Finalmente, termina el Mensaje citando al Papa San Juan Pablo II: «Si son muchos los que comparten el “sueño” de un mundo en paz, y si se valora la aportación de los migrantes y los refugiados, la humanidad puede transformarse cada vez más en familia de todos, y nuestra tierra verdaderamente en “casa común”».

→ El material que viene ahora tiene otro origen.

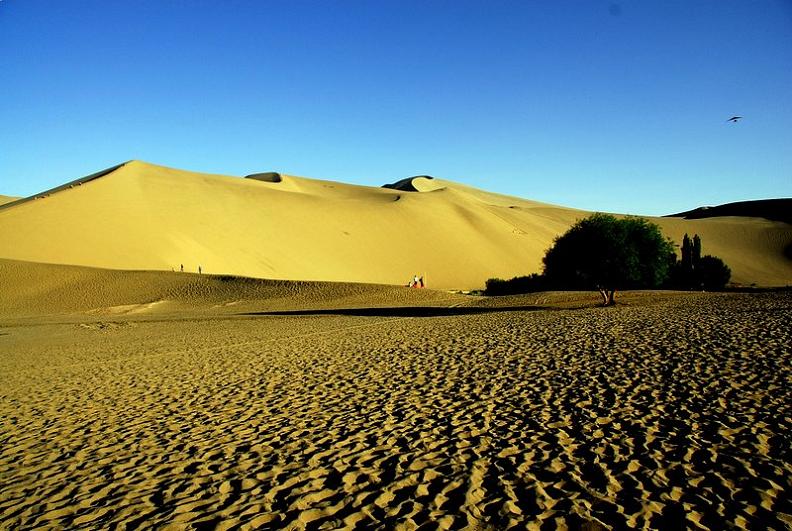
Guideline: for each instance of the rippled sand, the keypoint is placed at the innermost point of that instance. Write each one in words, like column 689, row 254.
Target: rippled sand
column 664, row 411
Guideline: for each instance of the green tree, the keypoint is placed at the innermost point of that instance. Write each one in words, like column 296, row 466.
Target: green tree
column 711, row 273
column 608, row 254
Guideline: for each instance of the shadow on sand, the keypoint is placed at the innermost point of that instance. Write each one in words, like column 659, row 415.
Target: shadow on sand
column 404, row 311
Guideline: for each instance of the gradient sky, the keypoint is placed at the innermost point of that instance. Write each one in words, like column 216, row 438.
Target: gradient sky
column 601, row 105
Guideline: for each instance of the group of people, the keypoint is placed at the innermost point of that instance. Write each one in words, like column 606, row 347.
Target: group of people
column 416, row 282
column 181, row 269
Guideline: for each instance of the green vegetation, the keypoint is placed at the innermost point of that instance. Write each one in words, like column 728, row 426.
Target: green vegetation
column 608, row 254
column 694, row 271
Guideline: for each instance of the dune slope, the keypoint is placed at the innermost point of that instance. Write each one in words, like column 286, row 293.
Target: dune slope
column 142, row 216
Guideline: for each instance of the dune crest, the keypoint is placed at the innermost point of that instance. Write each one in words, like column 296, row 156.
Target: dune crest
column 271, row 225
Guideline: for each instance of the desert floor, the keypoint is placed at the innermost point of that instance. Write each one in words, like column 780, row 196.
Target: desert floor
column 540, row 410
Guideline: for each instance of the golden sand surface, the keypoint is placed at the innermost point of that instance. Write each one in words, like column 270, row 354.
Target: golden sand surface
column 148, row 217
column 201, row 402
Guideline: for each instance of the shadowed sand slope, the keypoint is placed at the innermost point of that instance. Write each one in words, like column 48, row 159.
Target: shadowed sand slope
column 33, row 289
column 667, row 412
column 142, row 216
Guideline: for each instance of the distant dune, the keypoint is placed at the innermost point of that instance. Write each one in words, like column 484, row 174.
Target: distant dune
column 140, row 216
column 772, row 209
column 7, row 199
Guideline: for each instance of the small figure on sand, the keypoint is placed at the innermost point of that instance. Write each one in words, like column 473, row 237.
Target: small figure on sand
column 416, row 282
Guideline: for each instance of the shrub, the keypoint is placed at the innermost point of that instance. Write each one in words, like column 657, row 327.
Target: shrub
column 513, row 286
column 608, row 254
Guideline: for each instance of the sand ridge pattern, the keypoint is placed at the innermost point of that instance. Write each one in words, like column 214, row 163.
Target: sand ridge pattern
column 666, row 411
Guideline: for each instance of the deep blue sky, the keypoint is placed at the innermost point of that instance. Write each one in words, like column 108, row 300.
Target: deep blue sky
column 611, row 106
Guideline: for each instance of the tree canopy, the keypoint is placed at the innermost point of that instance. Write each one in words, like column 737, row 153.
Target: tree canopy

El tiempo pasa de prisa; se acelera con los años; se nos cuela entre las manos. El tiempo de vida que Dios nos ha dado es, sobre todo, para aprender a amar. Esperamos que con la resurrección de la carne, nos dejemos absorber en la eternidad de Dios; pero entre tanto, con María Madre de Dios esperamos la gestación de una novedad impredecible, para lo cual, aprendiendo de nuestro pasado, custodiemos la esperanza de un mejor futuro. Comenzamos este año 2018 tratando de vivirlo desde los más vulnerables, como son los migrantes y refugiados. Podemos terminar con la bendición de Dios que Moisés transmitió a Aarón y a todos los israelitas: “El Señor te bendiga y te proteja, haga resplandecer su rostro sobre ti y te conceda su favor. Que el Señor te mire con benevolencia y te conceda la paz” ¡FELIZ AÑO NUEVO!